One of the biggest problems with investing in "the next big thing" is the risk that the old thing isn't nearly ready to be supplanted. That certainly looks to be the case when the subject turns to ethanol.
Oil has undeniable problems as a fuel source. It's increasingly difficult to find; when it is found, it's not often in an ideal location; and it pollutes the atmosphere when combusted in the form of gasoline.
Ethanol has been trumpeted as a solution to the energy-security, renewability, and climate-change issues that oil presents. The first count is fairly unassailable -- whether the source is corn, sugarcane, rapeseed, or jatropha, many more countries have potentially robust agricultural energy supplies than have access to petroleum reserves. On the second count, these inputs are sort of renewable -- except for the minerals that are used to fertilize the crops. And as for climate change, corn-based ethanol falls flat over its full life cycle, but ethanol derived from sugarcane and especially cellulosic feedstocks improves the emissions picture substantially.
Ethanol is politically palatable in the U.S., and it has strong lobbying support from agricultural interests in Washington. This advocacy, above all else, has driven a major build-out of ethanol capacity that is overshooting demand and withering the price of the fuel. At the same time, high corn demand has lifted prices, which further pressures ethanol producers' margins.
You can interpret all of what I've said as a really long-winded way of saying "don't buy ethanol stocks." With VeraSun Energy (NYSE: VSE ) and Aventine Renewable Energy (NYSE: AVR ) hitting record lows, and even mighty Archer Daniels Midland (NYSE: ADM ) struggling mightily, you probably don't need me to tell you there's something amiss here. Yet my intent is a bit different. I want to promote a better way to invest in the twilight years of oil's reign.

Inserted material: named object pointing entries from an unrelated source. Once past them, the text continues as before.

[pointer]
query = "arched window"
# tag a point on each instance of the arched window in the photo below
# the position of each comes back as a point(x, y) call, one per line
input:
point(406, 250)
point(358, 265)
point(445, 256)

While ethanol producers are racing to the bottom, large oil producers are running to keep in place. That may not sound like a much better situation in which to invest, but this is where the oil service industry comes into play. These companies are very much geared toward keeping even the tired old behemoths chugging along. In my view, energy-service companies are the ideal way to play oil's golden years.
Some of the largest and best-known oil-service companies, such as Schlumberger (NYSE: SLB ) , Weatherford International (NYSE: WFT ) , and Cameron International (NYSE: CAM ) , are doing extraordinarily well. All three touched annual highs on Monday, as did Core Laboratories (NYSE: CLB ) , a mid-cap stock that I highlighted last month.
Skip the future-gazing -- this group represents today's best thing.